The finance and banking sector must accept that the problem of gender equality and gender pay gaps goes well beyond ‘C-Suite’ level. We believe we need to see a major change in the sectors; fostering industries that welcomes, supports and values a woman’s expertise, encouraging their promotion.
Campbell & Fletcher Recruitments founder Tracy Fletcher commented;
“I had 2 female mentors in my time working for HSBC. They taught me to be true to myself and not be apologetic for having ambition and wanting what was and still is to a certain extent a ‘boys’ job.

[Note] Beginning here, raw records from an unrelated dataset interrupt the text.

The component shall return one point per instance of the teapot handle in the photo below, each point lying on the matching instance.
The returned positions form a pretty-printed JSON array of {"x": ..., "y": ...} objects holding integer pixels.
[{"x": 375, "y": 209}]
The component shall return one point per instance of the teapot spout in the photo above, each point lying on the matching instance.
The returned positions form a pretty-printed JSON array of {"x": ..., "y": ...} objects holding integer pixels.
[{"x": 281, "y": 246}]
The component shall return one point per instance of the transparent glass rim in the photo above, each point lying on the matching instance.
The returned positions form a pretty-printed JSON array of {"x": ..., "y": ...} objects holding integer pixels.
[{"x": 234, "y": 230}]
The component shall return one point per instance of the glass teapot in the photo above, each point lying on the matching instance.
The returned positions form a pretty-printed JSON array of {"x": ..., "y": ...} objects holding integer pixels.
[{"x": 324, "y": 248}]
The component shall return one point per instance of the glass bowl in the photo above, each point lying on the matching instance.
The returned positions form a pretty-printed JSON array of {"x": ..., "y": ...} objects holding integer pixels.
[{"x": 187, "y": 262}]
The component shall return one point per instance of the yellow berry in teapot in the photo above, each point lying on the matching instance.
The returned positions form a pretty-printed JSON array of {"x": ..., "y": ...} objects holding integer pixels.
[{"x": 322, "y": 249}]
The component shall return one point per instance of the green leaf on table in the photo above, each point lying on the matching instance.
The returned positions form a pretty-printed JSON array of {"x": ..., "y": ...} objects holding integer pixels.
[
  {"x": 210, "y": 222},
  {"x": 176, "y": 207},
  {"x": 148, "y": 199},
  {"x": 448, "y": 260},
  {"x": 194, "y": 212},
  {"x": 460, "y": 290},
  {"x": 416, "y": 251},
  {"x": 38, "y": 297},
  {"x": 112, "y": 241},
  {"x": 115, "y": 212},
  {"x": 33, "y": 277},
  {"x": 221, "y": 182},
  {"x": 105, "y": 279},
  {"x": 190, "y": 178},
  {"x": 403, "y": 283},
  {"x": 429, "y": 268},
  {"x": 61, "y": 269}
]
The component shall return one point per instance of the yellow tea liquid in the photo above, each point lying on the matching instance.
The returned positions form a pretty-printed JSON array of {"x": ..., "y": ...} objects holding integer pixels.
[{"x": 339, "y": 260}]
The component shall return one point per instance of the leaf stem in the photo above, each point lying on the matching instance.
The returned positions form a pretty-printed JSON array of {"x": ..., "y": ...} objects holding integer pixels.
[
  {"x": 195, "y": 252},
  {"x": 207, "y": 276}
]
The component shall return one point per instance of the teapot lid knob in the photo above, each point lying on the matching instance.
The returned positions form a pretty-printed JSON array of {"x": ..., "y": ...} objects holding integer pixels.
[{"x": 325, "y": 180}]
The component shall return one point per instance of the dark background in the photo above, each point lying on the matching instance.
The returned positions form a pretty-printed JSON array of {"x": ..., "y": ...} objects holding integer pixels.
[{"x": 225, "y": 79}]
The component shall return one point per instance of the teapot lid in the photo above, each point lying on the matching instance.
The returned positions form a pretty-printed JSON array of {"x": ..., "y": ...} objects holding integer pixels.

I believe it’s OK to be a woman, it’s OK to approach problems with a woman’s perspective – the whole point of having a diverse workplace is to have different views. I firmly believe in encouraging those women around me to fulfil their potential. I still have a mentor and I am honoured to be able to mentor for someone else”
As a sector we must reach out to women and look to invest in their potential. Part of Campbell & Fletchers commitment to the Women in Finance Charter is that we understand there is a huge diversity within the sector and companies have different starting points in addressing gender inequality. We work with companies to set targets and find the right talent recruitment strategy to meet these every day.

Campbell & Fletcher Recruitment work across the United Kingdom sourcing the highest equality talent in the banking and financial services industries.